Functional programming is a fine idea that has been around for a long
time.  Church's lambda calculus predates electronic digital computers,
and LISP dates back to circa 1960.  It is attractive because it
theoretically lends itself better to more formal proofs of correctness
(my own gut tells me that for complex systems, the "bugs" will simply
become bugs in the specifications).

What's not obvious to me is how to get there from here.  Let me use an
analogy inspired by this year's Bhaskar family vacation.  From the South
Rim of the Grand Canyon, the North Rim is a dozen miles away and easily
visible on a clear day.  But the road is a 200 mile roundabout drive
that takes the best part of a day.  The most direct route, 5,0000 feet
down, and 5,000 feet up, is more arduous than the indirect route.

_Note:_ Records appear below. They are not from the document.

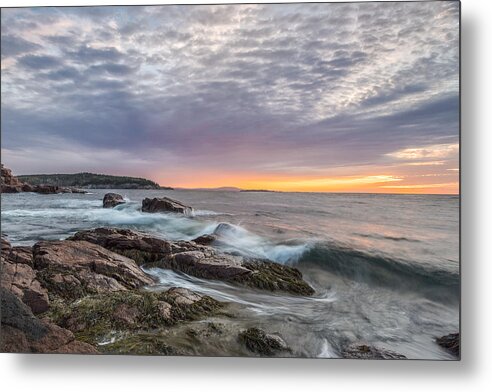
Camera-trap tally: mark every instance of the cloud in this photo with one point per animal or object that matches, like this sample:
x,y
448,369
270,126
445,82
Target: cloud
x,y
274,88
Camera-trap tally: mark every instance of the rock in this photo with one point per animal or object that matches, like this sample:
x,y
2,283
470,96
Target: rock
x,y
22,332
259,342
137,246
74,269
93,317
451,343
198,260
364,351
206,239
19,277
111,200
272,276
165,204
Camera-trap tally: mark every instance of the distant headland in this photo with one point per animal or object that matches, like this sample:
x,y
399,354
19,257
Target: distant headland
x,y
91,181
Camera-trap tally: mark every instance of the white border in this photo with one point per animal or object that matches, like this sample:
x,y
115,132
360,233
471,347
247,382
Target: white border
x,y
146,374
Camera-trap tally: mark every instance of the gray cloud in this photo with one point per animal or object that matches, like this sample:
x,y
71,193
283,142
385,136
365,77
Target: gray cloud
x,y
317,85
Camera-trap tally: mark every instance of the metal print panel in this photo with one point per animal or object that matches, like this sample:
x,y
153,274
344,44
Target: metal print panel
x,y
260,180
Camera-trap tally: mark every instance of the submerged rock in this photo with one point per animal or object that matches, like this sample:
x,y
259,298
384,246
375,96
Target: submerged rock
x,y
259,342
126,312
111,200
74,269
22,332
364,351
451,343
165,204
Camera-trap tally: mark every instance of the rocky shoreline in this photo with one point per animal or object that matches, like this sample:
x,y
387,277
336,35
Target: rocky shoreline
x,y
89,294
11,184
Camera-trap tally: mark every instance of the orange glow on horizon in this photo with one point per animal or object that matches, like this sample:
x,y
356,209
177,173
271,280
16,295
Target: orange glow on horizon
x,y
351,184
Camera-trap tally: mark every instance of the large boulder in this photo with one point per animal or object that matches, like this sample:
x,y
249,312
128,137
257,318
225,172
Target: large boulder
x,y
19,277
450,343
139,247
111,200
22,332
365,351
165,204
74,269
198,260
95,317
259,342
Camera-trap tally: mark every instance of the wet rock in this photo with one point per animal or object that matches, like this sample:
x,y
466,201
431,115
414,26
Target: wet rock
x,y
259,342
165,204
23,332
364,351
198,260
272,276
141,344
19,277
206,264
9,183
206,239
111,200
74,269
137,246
93,317
451,343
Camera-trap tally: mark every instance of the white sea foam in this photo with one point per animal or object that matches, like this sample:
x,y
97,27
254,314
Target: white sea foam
x,y
238,239
327,350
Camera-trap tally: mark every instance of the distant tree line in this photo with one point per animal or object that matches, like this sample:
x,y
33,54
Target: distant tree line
x,y
91,180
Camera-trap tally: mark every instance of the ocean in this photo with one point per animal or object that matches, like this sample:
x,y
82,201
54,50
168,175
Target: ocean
x,y
385,267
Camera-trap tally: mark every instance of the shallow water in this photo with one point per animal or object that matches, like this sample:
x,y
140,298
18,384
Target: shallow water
x,y
385,267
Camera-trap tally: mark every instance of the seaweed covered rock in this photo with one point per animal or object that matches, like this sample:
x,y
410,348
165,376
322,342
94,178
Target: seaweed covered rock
x,y
206,239
93,317
74,269
165,204
365,351
138,246
198,260
22,332
141,344
451,343
19,277
259,342
111,200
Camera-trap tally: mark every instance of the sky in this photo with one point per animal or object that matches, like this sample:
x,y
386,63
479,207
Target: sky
x,y
348,97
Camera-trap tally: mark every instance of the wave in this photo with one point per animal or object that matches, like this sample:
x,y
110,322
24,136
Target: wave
x,y
387,237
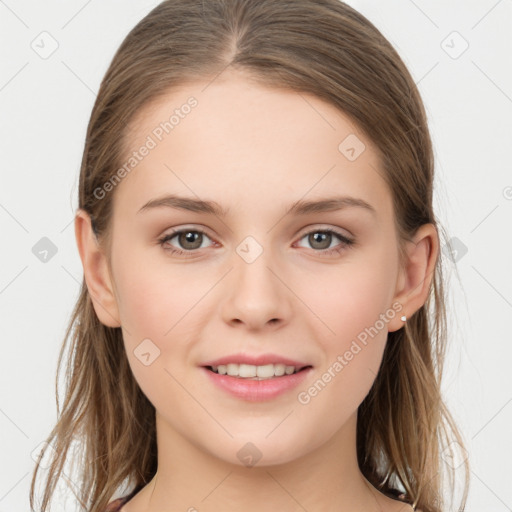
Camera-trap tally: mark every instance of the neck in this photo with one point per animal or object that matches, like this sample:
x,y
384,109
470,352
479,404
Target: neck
x,y
191,479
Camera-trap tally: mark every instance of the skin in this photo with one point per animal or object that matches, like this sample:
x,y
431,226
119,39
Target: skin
x,y
254,150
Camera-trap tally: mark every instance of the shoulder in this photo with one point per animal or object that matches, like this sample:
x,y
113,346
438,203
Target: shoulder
x,y
115,506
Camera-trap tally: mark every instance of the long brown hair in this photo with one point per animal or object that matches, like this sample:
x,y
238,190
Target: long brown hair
x,y
323,47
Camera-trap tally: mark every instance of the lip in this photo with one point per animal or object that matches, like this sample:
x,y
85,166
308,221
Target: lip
x,y
257,390
259,360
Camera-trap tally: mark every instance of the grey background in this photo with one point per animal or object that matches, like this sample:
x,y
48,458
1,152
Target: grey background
x,y
45,103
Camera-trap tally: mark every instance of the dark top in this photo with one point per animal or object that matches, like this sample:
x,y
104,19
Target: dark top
x,y
114,506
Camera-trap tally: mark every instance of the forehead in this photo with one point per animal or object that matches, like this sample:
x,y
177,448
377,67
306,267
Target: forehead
x,y
250,145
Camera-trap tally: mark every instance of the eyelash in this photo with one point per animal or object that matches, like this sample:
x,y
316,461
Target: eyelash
x,y
346,242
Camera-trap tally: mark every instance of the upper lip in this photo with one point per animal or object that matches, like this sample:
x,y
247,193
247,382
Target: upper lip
x,y
256,360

Bringing functional programming to VistA today by linking Haskell to
GT.M may be like the direct route from one rim to the other.  A few
rugged individuals in good shape may undertake it and succeed, but they
will lose any part of the VistA community that attempts to follow.  A
more circuitous route, for example, via object oriented programming and
linking to Perl (or Python or PHP) may be a more achievable first step
in the journey.

-- Bhaskar

On Sat, 2005-12-03 at 21:37 -0600, Kevin Toppenberg wrote:
> Thanks for the link.  I just went through it.  It only took me a few 
> hours to digest it.
> 
> I still don't think I could write a full appliation in it so far.